You decide that two clusters isn't enough—you don't have the resources to set up shop in half the countries in the world. So you type
4in the Number of Clusters field in the Clusters dialog box.
The map becomes more interesting:
But how do these clusters relate to the variables you have chosen? Which one correlates best with the factors that support senior tourism? It's time to look at the statistics behind the clusters.
Close the Clusters dialog box by clicking the X in its upper-right corner:
Click the Clusters field on the Marks card and choose Describe Clusters.

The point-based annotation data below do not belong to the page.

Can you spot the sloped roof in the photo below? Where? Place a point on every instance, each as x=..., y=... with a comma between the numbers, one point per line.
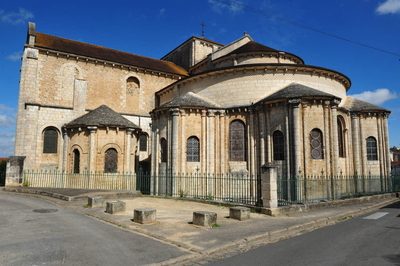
x=102, y=116
x=99, y=52
x=297, y=91
x=356, y=105
x=253, y=46
x=191, y=100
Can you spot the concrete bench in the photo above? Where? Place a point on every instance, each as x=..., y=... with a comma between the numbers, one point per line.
x=144, y=215
x=205, y=219
x=96, y=201
x=239, y=213
x=117, y=206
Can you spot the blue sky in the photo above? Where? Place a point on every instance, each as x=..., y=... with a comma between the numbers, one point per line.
x=153, y=28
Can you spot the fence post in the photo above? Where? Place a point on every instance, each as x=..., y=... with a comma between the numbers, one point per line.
x=269, y=193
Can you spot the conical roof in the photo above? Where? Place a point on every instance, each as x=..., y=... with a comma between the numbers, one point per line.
x=356, y=105
x=297, y=91
x=102, y=116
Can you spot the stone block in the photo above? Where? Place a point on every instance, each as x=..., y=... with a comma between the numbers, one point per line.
x=239, y=213
x=96, y=201
x=204, y=218
x=117, y=206
x=144, y=215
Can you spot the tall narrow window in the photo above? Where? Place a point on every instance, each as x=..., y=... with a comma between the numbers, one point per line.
x=237, y=141
x=77, y=159
x=132, y=86
x=193, y=150
x=111, y=161
x=143, y=142
x=50, y=141
x=340, y=138
x=317, y=149
x=279, y=146
x=164, y=150
x=372, y=151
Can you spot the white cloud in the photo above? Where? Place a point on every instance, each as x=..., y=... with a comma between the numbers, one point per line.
x=15, y=18
x=233, y=7
x=389, y=7
x=377, y=97
x=15, y=56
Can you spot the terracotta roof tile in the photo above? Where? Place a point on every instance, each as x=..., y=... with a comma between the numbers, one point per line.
x=99, y=52
x=102, y=116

The table at the bottom of the Models tab in the Describe Clusters dialog box shows the average value for each variable in each cluster:
Cluster 4 has the highest life expectancy (both male and female), the highest concentration of urban population, and the highest expenditure for international tourism: $1360.40 per capita. The only variable for which Cluster 4 does not have the highest value is Population 65+, where Cluster 3 has the advantage: 0.15493 (just under 16%) to 0.11606 (just over 11%) in Cluster 4.
The clustering algorithm does not know whether you are looking for the maximum value for these variables, the minimum value, or something in the middle—it just looks for correlation. But you know that higher values for these variables is the signal you're looking for, and Cluster 4 is the best choice.
You could attempt to pick out the Cluster 4 countries from the map, but there is an easier way. Close the Describe Clusters dialog box and then click Cluster 4 on the Color legend and choose Keep Only.
Choose Text Table from ShowMe.
You now see a list of the countries in Cluster 4:
This list is not the end of the process. You might try clustering again with a somewhat different set of variables and maybe a different number of clusters, or you might add some countries to the list and remove others, based on other factors. For example, if your tours are mostly to tropical locales, you might remove countries like Curacao and the Bahamas from the list, because tropical tours might not appeal to residents of those countries.
Another option is to filter your data before you re-cluster, to only show countries with populations above a certain threshold, or to target countries in a particular geographical area.